From 9f6fdbeedcf051fd579789b1b064baef1074c39d Mon Sep 17 00:00:00 2001
From: Antoine Jacquemin <ajacquem@gmail.com>
Date: Wed, 13 Nov 2024 15:18:39 +0100
Subject: [PATCH] fix(ai-proxy): (Cohere-Anthropic)(AG-154): fix cohere and
 anthropic function calls coming back empty

---
 .../ai-anthropic-fix-function-calling.yml     |  3 +
 .../kong/ai-cohere-fix-function-calling.yml   |  3 +
 kong/llm/drivers/anthropic.lua                | 90 ++++++++++++++++---
 kong/llm/drivers/bedrock.lua                  | 32 +++----
 kong/llm/drivers/cohere.lua                   | 38 +++++++-
 kong/llm/drivers/gemini.lua                   |  1 +
 kong/llm/drivers/shared.lua                   |  6 +-
 .../03-anthropic_integration_spec.lua         |  8 +-
 8 files changed, 150 insertions(+), 31 deletions(-)
 create mode 100644 changelog/unreleased/kong/ai-anthropic-fix-function-calling.yml
 create mode 100644 changelog/unreleased/kong/ai-cohere-fix-function-calling.yml

diff --git a/changelog/unreleased/kong/ai-anthropic-fix-function-calling.yml b/changelog/unreleased/kong/ai-anthropic-fix-function-calling.yml
new file mode 100644
index 000000000000..41d2592f46d3
--- /dev/null
+++ b/changelog/unreleased/kong/ai-anthropic-fix-function-calling.yml
@@ -0,0 +1,3 @@
+message: "**ai-proxy**: Fixed a bug where tools (function) calls to Anthropic would return empty results."
+type: bugfix
+scope: Plugin
diff --git a/changelog/unreleased/kong/ai-cohere-fix-function-calling.yml b/changelog/unreleased/kong/ai-cohere-fix-function-calling.yml
new file mode 100644
index 000000000000..6e4885a2a43c
--- /dev/null
+++ b/changelog/unreleased/kong/ai-cohere-fix-function-calling.yml
@@ -0,0 +1,3 @@
+message: "**ai-proxy**: Fixed a bug where tools (function) calls to Cohere would return empty results."
+type: bugfix
+scope: Plugin
diff --git a/kong/llm/drivers/anthropic.lua b/kong/llm/drivers/anthropic.lua
index 508b62c4851a..d45f20e3ff3d 100644
--- a/kong/llm/drivers/anthropic.lua
+++ b/kong/llm/drivers/anthropic.lua
@@ -44,17 +44,47 @@ local function kong_messages_to_claude_prompt(messages)
   return buf:get()
 end
 
+local inject_tool_calls = function(tool_calls)
+  local tools
+  for _, n in ipairs(tool_calls) do
+    tools = tools or {}
+    table.insert(tools, {
+      type = "tool_use",
+      id = n.id,
+      name = n["function"].name,
+      input = cjson.decode(n["function"].arguments)
+    })
+  end
+
+  return tools
+end
+
 -- reuse the messages structure of prompt
 -- extract messages and system from kong request
 local function kong_messages_to_claude_messages(messages)

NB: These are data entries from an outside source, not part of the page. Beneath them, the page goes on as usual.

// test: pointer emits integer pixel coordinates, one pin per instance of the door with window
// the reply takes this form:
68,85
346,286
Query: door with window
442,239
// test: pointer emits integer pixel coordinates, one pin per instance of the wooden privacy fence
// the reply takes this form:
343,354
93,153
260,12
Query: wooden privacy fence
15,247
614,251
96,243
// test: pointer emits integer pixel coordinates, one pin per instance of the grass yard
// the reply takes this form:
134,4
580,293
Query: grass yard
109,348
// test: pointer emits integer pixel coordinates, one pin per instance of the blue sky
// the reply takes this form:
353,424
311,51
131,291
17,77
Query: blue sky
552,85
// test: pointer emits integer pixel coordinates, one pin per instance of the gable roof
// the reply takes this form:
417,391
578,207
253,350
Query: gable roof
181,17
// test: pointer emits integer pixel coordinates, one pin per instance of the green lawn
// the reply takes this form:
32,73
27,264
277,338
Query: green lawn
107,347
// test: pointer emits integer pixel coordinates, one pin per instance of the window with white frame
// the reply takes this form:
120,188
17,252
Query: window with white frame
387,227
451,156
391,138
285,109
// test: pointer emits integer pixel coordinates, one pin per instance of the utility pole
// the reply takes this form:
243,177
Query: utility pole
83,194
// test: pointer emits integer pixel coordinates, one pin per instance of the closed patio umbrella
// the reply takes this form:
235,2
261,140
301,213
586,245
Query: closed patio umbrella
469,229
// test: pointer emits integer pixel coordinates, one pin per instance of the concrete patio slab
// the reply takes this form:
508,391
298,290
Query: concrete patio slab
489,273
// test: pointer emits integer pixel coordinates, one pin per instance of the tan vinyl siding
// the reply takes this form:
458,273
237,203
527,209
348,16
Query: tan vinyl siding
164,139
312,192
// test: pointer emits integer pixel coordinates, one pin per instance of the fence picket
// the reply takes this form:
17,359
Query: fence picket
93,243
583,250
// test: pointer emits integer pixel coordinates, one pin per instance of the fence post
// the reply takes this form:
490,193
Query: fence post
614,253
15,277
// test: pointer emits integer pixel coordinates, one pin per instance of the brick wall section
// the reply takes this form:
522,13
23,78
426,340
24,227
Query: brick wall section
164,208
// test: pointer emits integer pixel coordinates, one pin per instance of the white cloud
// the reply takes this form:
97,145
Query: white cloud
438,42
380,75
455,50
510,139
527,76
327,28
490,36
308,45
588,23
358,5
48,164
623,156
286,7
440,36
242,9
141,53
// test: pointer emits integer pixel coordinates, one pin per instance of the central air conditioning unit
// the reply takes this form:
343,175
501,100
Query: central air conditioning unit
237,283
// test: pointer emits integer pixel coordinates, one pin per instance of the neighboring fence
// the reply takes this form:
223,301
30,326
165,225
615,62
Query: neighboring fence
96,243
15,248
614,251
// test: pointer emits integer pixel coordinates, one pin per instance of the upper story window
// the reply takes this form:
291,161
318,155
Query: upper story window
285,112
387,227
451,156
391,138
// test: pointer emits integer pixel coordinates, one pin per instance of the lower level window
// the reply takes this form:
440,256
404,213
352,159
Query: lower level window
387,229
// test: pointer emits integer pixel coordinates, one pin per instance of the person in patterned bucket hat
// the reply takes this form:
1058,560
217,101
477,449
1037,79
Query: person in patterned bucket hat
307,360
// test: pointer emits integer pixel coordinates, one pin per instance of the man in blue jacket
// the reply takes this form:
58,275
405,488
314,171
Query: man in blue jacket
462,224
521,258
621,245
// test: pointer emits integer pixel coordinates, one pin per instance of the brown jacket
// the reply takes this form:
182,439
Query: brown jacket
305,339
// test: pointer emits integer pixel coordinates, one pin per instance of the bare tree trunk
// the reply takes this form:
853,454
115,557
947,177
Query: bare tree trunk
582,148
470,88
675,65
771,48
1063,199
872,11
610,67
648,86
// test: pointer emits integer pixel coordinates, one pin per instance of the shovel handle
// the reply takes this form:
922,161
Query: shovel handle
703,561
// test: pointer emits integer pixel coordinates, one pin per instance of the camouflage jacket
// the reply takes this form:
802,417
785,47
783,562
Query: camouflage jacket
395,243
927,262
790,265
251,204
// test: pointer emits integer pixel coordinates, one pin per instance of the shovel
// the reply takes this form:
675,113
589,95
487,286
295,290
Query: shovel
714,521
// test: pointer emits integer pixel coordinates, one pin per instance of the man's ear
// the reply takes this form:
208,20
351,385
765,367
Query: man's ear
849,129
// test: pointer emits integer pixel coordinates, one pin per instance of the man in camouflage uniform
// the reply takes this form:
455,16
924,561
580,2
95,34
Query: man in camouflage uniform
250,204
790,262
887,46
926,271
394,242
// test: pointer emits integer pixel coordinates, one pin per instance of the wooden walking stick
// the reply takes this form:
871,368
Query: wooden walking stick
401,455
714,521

   local msgs, system, n = {}, nil, 1
 
   for _, v in ipairs(messages) do
-    if v.role ~= "assistant" and v.role ~= "user" then
+    if v.role ~= "assistant" and v.role ~= "user" and v.role ~= "tool" then
       system = v.content
-
     else
-      msgs[n] = v
+      if v.role == "assistant" and v.tool_calls then
+        msgs[n] = {
+          role = v.role,
+          content = inject_tool_calls(v.tool_calls),
+        }
+      elseif v.role == "tool" then
+        msgs[n] = {
+          role = "user",
+          content = {{
+            type = "tool_result",
+            tool_use_id = v.tool_call_id,
+            content = v.content
+          }},
+        }
+      else
+        msgs[n] = v
+      end
       n = n + 1
     end
   end
@@ -62,7 +92,6 @@ local function kong_messages_to_claude_messages(messages)
   return msgs, system
 end
 
-
 local function to_claude_prompt(req)
   if req.prompt then
     return kong_prompt_to_claude_prompt(req.prompt)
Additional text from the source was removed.